Assim, a genealogia é, conforme bem indicou Nietzsche, a Wirkliche Historie (história verdadeira ou efetiva). Aqui, o sentido histórico escapa da metafísica para tornar-se um instrumento privilegiado da genealogia, apoiando-se sobre nenhum absoluto (grifo nosso); trata-se aqui de reintroduzir no devir tudo o que se tinha acreditado imortal no homem. A história efetiva se distingue daquela dos historiadores pelo fato de que ela não se apoia em nenhuma constância. A história será “efetiva” na medida em que ela reintroduzir o descontínuo em nosso próprio ser. O sentido histórico está mais próximo da medicina do que da filosofia: trata-se de olhar perto, como o olhar do médico.
Essa história verdadeira não teme ser um saber perspectivo, assumindo que olha de um determinado ângulo; é um olhar que sabe tanto de onde olha quanto o que olha.
Aqui, o sentido histórico propugnado ¾ em oposição às modalidades platônicas da história-reminiscência, da história-continuidade e da história-conhecimento ¾ consiste do seguinte: uso paródico e destruidor da realidade, uso dissociativo e destruidor da identidade e uso sacrificial e destruidor da verdade.
Trata-se de fazer da história um uso que a liberte para sempre do modelo, ao mesmo tempo metafísico e antropológico da memória. Ao homem confuso e anônimo, que não sabe mais quem ele é e que nome usar, trata-se de oferecer identidades sobressalentes, segundo a história convencional. O genealogista, por sua vez, coloca em cena um grande carnaval do tempo em que as máscaras reaparecem incessantemente. Genealogia, aqui, será como a história de um carnaval organizado. Por outro lado, esta identidade, bastante fraca contudo, que nós tentamos assegurar e reunir sob uma máscara, é apenas uma paródia: o plural a habita, almas inumeráveis nela disputam, os sistemas se entrecruzam e se dominam uns aos outros.

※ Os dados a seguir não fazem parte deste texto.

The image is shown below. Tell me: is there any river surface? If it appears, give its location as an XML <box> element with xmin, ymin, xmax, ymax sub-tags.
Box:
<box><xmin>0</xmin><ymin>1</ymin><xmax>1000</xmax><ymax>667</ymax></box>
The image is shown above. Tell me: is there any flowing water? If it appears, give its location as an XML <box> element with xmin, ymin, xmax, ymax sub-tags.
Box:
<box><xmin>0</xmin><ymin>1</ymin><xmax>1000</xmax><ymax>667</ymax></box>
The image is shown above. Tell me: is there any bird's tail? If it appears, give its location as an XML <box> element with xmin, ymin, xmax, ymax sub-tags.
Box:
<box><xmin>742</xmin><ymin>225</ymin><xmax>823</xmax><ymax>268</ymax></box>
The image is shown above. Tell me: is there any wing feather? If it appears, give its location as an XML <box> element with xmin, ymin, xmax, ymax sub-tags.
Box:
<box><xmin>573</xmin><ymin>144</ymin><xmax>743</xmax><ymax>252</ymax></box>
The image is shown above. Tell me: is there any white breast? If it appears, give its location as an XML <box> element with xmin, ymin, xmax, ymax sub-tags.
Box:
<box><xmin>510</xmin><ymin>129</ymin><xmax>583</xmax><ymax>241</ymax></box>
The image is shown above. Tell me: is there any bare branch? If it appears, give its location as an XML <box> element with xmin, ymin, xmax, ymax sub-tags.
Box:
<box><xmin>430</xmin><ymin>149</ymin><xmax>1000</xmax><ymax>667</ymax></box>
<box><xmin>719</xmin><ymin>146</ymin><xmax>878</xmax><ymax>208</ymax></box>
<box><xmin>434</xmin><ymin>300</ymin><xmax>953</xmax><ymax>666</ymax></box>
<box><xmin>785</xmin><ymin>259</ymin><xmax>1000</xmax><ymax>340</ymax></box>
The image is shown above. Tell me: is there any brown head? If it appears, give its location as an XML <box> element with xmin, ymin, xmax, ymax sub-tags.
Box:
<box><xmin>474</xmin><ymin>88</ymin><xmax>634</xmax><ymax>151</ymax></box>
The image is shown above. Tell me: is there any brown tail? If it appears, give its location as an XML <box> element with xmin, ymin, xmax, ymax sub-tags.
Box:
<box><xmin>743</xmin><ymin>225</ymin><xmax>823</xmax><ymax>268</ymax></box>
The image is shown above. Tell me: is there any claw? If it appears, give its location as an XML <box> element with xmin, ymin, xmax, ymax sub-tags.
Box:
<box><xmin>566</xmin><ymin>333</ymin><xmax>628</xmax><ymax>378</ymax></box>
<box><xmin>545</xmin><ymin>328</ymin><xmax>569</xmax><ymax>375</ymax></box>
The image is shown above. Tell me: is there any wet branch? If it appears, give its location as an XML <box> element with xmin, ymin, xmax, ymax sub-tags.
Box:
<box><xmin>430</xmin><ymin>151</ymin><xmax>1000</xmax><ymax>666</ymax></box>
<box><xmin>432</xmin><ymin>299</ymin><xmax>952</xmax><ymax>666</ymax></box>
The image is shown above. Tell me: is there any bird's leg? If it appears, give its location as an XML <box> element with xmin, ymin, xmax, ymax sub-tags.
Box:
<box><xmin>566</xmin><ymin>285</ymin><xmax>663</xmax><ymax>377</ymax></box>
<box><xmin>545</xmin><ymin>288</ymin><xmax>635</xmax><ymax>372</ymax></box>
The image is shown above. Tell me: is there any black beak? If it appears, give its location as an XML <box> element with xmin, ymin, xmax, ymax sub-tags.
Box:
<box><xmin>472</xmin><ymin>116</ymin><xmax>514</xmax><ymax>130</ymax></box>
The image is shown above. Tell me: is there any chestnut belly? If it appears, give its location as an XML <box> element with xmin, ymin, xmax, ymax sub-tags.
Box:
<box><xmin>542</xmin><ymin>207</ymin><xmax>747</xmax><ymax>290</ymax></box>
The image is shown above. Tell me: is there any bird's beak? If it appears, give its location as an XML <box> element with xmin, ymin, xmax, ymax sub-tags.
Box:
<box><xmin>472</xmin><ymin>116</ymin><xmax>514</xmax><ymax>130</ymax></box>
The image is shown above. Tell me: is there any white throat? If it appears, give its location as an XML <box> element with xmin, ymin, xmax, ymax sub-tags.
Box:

Quando o genealogista estuda a história, se sente “feliz” (Amor Fati? como não lembrar?) ao contrário dos metafísicos, de abrigar em si não uma alma imortal, mas muitas almas mortais nessas, nenhum poder de síntese domina a genealogia pretende aqui fazer aparecer todas as descontinuidades que nos atravessam. E ainda, indaga se não será a paixão do conhecimento que virá matar o homem, se não estamos diante da exigência do sacrifício do sujeito do conhecimento. Isto porque a consciência histórica, apesar de ser aparentemente neutra, despojada de toda paixão, apenas obstinada com a verdade, se ela se interrogar e se de uma maneira mais geral interrogar toda consciência científica em sua história, descobrirá, então, as formas e as transformações da vontade de saber, que é instinto, paixão, obstinação inquisidora, refinamento cruel, maldade. Descobrir-se-á a violência das opiniões preconcebidas com relação a tudo aquilo que há de perigoso na pesquisa e de inquietante na descoberta. Assim,
(…) A análise histórica desse querer-saber que percorre a humanidade faz aparecer tanto que todo o conhecimento repousa sobre a injustiça (que não há no conhecimento um direito à verdade ou um fundamento do verdadeiro), quanto que o instinto de conhecimento é mau: há nele alguma coisa de assassino, e que ele não pode, que ele não quer fazer nada para a felicidade do homem. O querer-saber não se aproxima de uma verdade universal, ao contrário ele não cessa de multiplicar os riscos; ele sempre faz nascer os perigos; abate as proteções ilusórias; desfaz a unidade do sujeito; libera nele tudo o que se obstina a dissociá-lo e a destruí-lo.